The general form of $C_{n>2}$ is
%
\begin{eqnarray} \label{cond10}
C_n &=& (-1)^n \frac{m^{2n}}{N_c G_n}<\overline{\phi}\phi> \quad,
\end{eqnarray}
%
with
%
\begin{eqnarray} \label{cond11}
G_n:=g^{\mu_1\mu_2}\cdots g^{\mu_{2n-1}\mu_{2n}}
     \left(g_{\mu_1\mu_2}\cdots g_{\mu_{2n-1}\mu_{2n}}
           + \mbox{permutations}\right) \quad .
\end{eqnarray}
%
For each contraction of two covariant derivatives one gets a factor
$-m^2$ coming from the Klein-Gordon field equation, all terms contain the
same factor $N_c$ from the summation in color space, and the factor
$G_n$ is appearing by construction. One can easily verify that the
relation $G_n=2^n(n+1)!$ holds for all $n$.
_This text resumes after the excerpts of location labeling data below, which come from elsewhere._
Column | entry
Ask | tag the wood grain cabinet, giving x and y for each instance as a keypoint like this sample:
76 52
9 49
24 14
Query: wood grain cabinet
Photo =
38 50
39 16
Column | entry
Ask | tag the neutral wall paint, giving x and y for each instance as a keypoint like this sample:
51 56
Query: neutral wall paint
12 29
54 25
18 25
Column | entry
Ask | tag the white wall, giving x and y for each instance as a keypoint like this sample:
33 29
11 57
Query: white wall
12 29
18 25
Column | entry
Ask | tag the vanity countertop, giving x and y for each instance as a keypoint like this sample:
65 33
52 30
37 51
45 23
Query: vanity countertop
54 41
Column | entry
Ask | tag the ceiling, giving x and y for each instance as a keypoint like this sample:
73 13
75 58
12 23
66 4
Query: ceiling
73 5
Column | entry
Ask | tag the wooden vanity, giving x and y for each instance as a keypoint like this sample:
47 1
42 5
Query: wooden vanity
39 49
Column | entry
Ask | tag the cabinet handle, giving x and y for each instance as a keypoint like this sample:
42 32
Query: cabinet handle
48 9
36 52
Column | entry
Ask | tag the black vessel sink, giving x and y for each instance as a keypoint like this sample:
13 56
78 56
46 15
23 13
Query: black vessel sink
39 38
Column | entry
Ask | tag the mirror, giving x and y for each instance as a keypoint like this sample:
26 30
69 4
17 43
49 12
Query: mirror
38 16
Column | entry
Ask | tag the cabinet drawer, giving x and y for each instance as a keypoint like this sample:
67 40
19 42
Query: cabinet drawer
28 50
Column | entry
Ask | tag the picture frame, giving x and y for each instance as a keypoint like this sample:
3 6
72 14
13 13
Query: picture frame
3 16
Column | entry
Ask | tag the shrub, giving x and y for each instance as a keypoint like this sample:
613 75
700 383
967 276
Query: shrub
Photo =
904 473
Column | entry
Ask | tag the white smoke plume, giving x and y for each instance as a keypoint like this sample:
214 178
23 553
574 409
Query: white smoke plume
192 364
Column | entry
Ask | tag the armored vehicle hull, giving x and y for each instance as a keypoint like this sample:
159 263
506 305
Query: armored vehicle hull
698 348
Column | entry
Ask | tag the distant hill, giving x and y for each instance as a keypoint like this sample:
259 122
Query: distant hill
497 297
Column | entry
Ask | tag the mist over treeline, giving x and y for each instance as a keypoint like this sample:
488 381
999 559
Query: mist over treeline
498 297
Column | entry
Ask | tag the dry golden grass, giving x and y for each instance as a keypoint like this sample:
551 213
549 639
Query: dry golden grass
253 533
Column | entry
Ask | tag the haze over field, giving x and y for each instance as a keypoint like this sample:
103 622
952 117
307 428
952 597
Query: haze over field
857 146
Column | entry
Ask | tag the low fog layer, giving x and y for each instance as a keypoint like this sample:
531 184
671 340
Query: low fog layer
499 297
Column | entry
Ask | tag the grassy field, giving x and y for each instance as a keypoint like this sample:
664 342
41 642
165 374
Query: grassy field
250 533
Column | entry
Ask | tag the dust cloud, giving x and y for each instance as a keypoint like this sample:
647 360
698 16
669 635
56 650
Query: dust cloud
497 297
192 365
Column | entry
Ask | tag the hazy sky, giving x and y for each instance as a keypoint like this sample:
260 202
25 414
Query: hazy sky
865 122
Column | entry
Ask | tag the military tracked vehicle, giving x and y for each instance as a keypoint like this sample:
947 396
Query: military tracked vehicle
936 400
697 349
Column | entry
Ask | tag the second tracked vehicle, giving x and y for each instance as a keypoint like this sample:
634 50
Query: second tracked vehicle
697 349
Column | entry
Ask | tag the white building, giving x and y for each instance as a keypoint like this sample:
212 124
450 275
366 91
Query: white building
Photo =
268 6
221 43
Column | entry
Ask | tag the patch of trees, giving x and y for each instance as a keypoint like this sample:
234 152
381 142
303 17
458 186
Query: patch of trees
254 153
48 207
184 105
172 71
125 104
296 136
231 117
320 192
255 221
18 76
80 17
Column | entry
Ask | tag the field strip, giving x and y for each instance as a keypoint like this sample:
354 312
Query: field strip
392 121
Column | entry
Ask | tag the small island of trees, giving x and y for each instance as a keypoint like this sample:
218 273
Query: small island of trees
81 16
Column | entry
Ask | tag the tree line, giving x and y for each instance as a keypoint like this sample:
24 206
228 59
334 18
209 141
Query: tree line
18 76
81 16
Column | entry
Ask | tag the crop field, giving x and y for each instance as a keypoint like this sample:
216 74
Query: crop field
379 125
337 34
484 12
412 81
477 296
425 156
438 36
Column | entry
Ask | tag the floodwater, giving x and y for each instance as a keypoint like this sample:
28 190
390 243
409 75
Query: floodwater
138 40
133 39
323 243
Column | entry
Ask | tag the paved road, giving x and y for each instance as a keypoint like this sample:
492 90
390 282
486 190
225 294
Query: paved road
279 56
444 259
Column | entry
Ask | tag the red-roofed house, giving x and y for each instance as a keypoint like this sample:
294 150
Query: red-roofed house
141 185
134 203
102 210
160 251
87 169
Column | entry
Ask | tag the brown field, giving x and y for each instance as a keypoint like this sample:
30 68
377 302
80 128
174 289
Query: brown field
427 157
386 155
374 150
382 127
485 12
In this way the coefficients $C_n$ of eq.\,(\ref{cond10}) are
known explicitly and thus we have found an expression for all the vacuum
expectation values of eq.\,(\ref{cond6}). Inserting this into
the expansion (\ref{cond5}) we get:
%
\begin{eqnarray} \label{cond12}
<0|:\overline{\phi}_\alpha(x)\phi_\beta(y):|0>
&=& \sum_{n=0}^\infty (-1)^n
\frac{1}{(2n)!}
\frac{m^{2n}}{2^n N_c (n+1)!}
<\overline{\phi}\phi> \delta_{\alpha\beta} \nonumber\\
&& \times
\underbrace{\big(g_{\mu_1\mu_2}g_{\mu_3\mu_4}\cdots g_{\mu_{2n-1}\mu_{2n}}
    +\mbox{perm.} \big)}_{(2n-1)!!\quad\mbox{terms}}
\xi^{\mu_1}\cdots\xi^{\mu_{2n}} \nonumber\\
\end{eqnarray}
%
The $(2n-1)!!$ terms contract the $2n$ dimensional tensor
$\xi^{\mu_1}\cdots\xi^{\mu_{2n}}$ yielding $(2n-1)!!(\xi^2)^n$, so that we
are left with the full expression of the {\it nonlocal} field product
in eq.\,(\ref{cond1}) to all orders in the mass:
%
\begin{equation} \label{cond13}
<0|:\overline{\phi}_\alpha(x)\phi_\beta(y):|0>
\;=\; \frac{1}{N_c}\delta_{\alpha\beta}<\overline{\phi}\phi>
\sum_{n=0}^\infty (-1)^n \frac{1}{n!(n+1)!}
\left(\frac{m^2\xi^2}{4}\right)^n
\quad,
\end{equation}
%

The sum can be performed giving:
%
\begin{equation} \label{cond15}
<0|:\overline{\phi}_\alpha(x)\phi_\beta(y):|0>
\;=\; \frac{1}{N_c}\delta_{\alpha\beta}<\overline{\phi}\phi>
\frac{2}{m|\xi|}\,J_1\left(m|\xi|\right)
\end{equation}
%
This result is not so surprising, because there is a connection
between the scalar propagator and the Bessel functions. The left hand
side of eq.\,(\ref{cond15}) has the structure of a scalar
propagator as well. In this sense it may be meaningful to call the
vacuum expectation value of a nonlocal normal ordered product of two
fields a {\it non-perturbative propagator}.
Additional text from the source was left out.